Historic district in Iowa, United States

Tyden Farm No. 6 Farmstead Historic District is an agricultural historic district located east of Dougherty, Iowa, United States. It was listed on the National Register of Historic Places in 2009.

==Description==
At the time of its nomination it consisted of 24 resources, which included eight contributing buildings, two contributing structures, one non-contributing building, and 13 non-contributing structures. The historic buildings include the farmhouse (1910), wash house and possible summer kitchen (c. 1910), auto garage (C. 1936), the massive gambrel roofed barn (1936), feed shed (1936), machine shed (1936), hen house (1940), and the hog house (1941). The unique drive-thru corn crib (1936) and the water tower (c. 1920) are the structures.

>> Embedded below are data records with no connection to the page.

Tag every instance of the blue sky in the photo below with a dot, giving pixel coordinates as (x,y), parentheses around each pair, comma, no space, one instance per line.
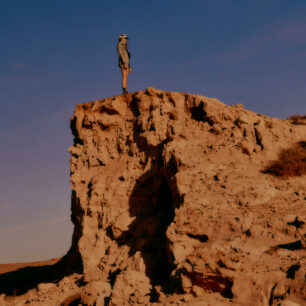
(56,54)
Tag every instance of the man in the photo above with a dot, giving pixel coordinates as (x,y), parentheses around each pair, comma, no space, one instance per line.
(124,60)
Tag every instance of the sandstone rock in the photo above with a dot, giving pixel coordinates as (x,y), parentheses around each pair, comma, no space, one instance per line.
(170,204)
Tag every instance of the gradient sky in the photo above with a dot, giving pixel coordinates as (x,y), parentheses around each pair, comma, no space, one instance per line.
(56,54)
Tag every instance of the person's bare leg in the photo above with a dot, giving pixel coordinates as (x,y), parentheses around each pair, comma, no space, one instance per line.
(125,73)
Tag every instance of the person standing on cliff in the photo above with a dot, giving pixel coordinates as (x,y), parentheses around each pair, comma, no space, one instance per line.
(124,60)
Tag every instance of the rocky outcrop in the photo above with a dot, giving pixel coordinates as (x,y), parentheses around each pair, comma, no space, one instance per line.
(169,201)
(171,205)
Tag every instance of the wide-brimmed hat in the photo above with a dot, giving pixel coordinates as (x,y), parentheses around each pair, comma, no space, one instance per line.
(123,36)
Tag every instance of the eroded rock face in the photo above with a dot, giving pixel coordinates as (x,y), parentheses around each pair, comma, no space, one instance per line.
(170,204)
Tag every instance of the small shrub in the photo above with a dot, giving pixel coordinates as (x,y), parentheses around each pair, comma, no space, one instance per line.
(297,119)
(291,162)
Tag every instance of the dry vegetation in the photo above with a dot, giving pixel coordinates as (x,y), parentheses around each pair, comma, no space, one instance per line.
(297,119)
(291,162)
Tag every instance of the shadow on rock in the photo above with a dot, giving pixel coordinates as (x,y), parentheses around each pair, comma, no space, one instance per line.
(152,202)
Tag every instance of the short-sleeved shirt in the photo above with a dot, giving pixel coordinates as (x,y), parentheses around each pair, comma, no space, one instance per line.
(123,52)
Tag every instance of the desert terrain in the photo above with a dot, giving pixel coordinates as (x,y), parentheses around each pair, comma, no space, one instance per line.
(177,199)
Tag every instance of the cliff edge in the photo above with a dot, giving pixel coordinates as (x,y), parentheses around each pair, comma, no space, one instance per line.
(171,204)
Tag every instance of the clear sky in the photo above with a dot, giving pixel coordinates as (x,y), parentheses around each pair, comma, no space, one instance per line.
(56,54)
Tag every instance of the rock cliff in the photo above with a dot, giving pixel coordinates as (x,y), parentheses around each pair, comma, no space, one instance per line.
(171,204)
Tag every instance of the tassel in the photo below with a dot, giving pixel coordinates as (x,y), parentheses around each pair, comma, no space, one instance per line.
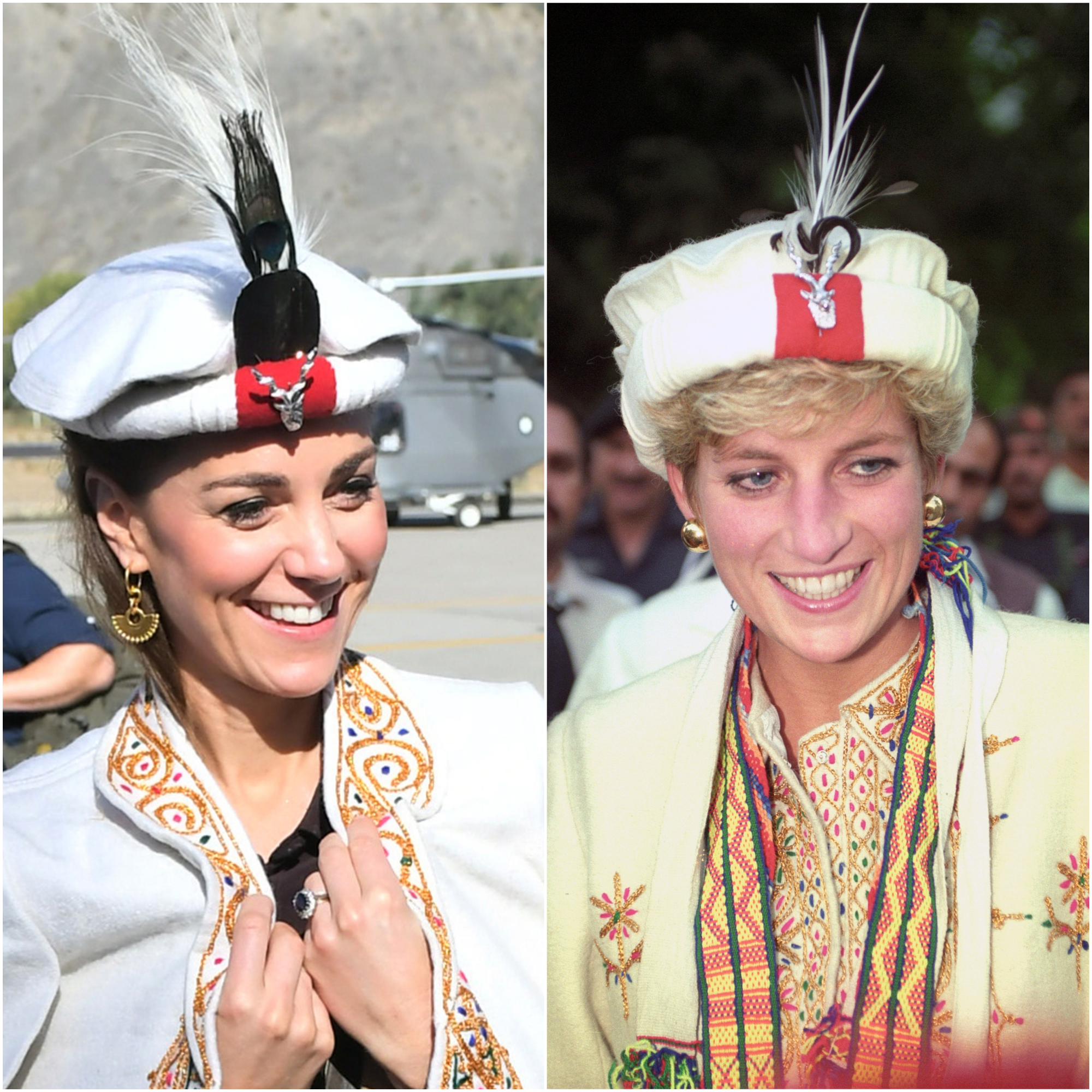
(952,565)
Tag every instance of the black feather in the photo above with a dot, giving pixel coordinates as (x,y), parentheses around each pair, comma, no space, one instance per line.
(258,203)
(277,316)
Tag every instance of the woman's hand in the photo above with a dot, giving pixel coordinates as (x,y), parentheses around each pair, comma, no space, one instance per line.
(367,956)
(272,1030)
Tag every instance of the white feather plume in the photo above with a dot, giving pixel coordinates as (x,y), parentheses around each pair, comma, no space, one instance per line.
(832,181)
(222,76)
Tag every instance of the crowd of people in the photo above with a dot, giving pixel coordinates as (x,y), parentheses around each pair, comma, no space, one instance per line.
(1018,486)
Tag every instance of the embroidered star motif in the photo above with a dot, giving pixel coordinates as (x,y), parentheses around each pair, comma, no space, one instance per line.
(1076,881)
(620,924)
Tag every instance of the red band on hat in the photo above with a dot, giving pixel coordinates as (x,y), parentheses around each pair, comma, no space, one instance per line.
(798,334)
(257,403)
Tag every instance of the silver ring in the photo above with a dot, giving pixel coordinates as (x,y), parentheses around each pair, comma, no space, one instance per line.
(306,901)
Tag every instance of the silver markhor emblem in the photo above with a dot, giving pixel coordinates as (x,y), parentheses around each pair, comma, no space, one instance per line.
(289,401)
(821,300)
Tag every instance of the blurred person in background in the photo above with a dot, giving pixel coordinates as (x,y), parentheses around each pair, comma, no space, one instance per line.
(1054,544)
(630,530)
(969,476)
(1066,489)
(580,606)
(55,657)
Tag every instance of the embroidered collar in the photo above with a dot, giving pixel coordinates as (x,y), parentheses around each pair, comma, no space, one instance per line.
(376,763)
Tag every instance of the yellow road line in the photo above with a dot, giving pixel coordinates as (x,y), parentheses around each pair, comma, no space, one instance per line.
(458,644)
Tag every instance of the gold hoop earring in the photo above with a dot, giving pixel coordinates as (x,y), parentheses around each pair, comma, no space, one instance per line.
(136,626)
(694,536)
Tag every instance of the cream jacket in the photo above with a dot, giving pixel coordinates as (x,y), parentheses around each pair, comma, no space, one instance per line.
(631,778)
(124,865)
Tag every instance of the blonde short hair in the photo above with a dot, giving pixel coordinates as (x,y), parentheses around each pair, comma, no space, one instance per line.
(798,396)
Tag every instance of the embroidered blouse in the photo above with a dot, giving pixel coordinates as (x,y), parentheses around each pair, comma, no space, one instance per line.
(829,827)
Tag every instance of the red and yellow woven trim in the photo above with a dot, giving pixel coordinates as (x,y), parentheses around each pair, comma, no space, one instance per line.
(887,1041)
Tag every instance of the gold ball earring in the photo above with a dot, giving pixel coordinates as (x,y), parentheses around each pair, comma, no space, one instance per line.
(136,626)
(694,536)
(934,512)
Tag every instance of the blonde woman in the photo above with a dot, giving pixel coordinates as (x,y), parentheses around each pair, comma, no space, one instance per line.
(848,844)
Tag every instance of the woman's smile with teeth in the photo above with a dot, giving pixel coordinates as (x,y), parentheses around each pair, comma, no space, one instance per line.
(821,588)
(299,615)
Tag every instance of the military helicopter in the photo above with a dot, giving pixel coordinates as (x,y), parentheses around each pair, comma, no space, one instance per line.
(468,418)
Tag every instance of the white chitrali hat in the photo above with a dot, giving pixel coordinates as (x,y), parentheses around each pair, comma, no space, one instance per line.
(247,330)
(813,286)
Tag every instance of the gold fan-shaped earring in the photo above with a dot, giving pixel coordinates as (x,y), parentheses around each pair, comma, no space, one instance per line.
(694,536)
(136,626)
(934,512)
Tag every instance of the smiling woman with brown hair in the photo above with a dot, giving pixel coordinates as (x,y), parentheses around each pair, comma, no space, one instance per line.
(283,864)
(823,853)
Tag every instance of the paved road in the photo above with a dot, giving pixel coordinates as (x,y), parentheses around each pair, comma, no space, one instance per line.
(447,601)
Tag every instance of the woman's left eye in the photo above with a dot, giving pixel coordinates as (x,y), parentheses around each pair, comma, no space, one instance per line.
(870,468)
(359,489)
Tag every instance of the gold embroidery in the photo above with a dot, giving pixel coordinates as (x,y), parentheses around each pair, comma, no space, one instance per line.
(992,745)
(174,1072)
(999,919)
(621,922)
(148,775)
(1076,880)
(847,770)
(1000,1020)
(383,758)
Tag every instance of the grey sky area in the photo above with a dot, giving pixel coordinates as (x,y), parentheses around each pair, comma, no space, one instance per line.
(417,130)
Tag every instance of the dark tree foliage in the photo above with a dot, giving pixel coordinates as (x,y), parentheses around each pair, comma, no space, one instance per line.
(668,122)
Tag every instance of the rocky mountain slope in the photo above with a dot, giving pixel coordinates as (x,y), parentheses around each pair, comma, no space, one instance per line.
(417,129)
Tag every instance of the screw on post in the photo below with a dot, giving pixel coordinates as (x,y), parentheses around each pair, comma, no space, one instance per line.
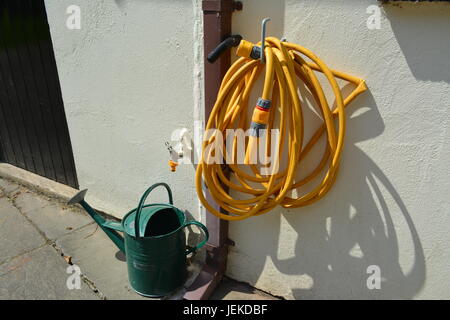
(263,39)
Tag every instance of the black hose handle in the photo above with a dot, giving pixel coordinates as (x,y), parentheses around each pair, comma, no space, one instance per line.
(231,41)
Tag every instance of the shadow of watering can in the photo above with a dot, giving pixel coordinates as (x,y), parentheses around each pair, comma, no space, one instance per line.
(153,241)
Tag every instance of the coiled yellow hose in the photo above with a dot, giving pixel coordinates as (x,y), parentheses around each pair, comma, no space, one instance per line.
(240,189)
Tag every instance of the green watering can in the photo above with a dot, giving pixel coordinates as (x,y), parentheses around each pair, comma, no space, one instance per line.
(154,243)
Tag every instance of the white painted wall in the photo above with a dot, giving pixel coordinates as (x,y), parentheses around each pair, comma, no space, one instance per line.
(132,74)
(127,81)
(390,205)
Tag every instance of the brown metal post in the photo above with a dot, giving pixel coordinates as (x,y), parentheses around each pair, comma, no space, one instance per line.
(216,26)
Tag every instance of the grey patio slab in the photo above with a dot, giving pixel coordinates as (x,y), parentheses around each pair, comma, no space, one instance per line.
(8,186)
(17,235)
(28,201)
(98,260)
(51,217)
(41,274)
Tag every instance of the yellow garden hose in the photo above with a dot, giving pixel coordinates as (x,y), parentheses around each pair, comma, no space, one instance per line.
(240,189)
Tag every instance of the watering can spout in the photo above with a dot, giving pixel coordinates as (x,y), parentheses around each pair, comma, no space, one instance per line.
(109,227)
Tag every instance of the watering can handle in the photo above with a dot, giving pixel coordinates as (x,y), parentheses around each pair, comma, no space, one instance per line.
(201,244)
(141,204)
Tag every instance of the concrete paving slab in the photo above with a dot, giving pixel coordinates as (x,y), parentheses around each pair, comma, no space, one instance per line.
(7,186)
(51,217)
(17,235)
(99,260)
(28,201)
(230,289)
(41,274)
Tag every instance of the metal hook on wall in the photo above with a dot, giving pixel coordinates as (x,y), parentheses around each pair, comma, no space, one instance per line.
(263,38)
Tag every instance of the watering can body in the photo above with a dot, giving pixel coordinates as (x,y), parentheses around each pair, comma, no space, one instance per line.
(154,243)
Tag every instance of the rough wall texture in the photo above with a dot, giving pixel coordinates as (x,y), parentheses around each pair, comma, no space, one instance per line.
(127,79)
(390,204)
(133,73)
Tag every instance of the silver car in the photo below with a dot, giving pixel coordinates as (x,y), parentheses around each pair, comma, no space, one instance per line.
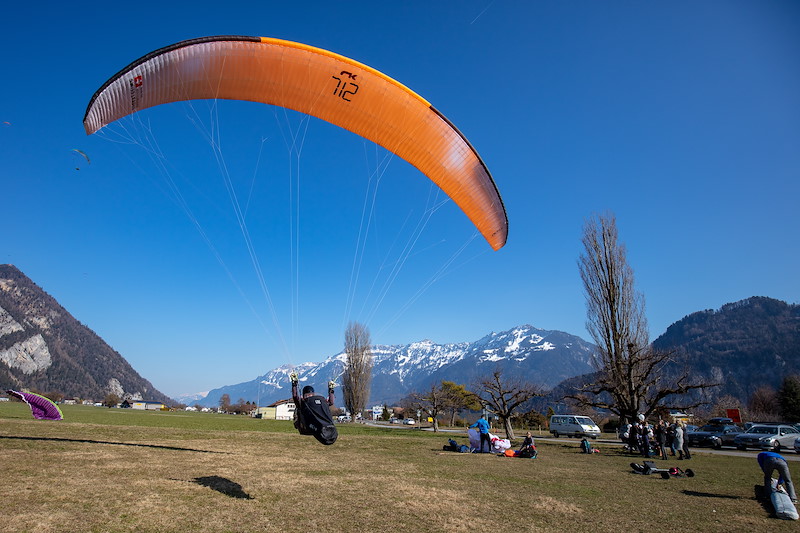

The large farmhouse is a rural vernacular form of the American Foursquare known as the Cornbelt Cube. It is a two-story frame structure capped by a hip roof. It has an odd wing on the northwest side that houses the main kitchen on the first floor and a bedroom on the second.

==Emil Tyden==
This was one of eight farms in Floyd and Butler Counties owned by Emil Tyden, a native of Sweden who immigrated to Moline, Illinois in 1882. He eventually worked for the Union Pacific Railroad where he noticed the inefficiency of sealing boxcars. He developed and patented the "Tyden Self-Locking Seal," a tamper-proof device that fit any boxcar locking mechanism. He made a fortune from his invention, opening a factory in Hastings, Michigan. While remaining in Hastings Tyden began to acquire farms in North Central Iowa in 1915, and his holdings grew to almost 2500 acre. He hired resident farm managers and hired hands to operate each farm. Tyden modernized the farms and employed "new agriculture" methods espoused by Iowa State College in Ames that made extensive use of science and technology to improve farming methods and production. He continued to maintain and expand his holdings during the economic downturn in farming in the 1920s and the Great Depression. Tyden bought this farm in 1936, and began making improvements. In 1941 he released all his employees after the harvest and leased the farms out to farmers to run as they saw fit. Tyden died in 1951. He still owned Farm No. 6, and it remained in the family until 1994. The farm is now part of the Silos & Smokestacks National Heritage Area and houses farming exhibits and tours.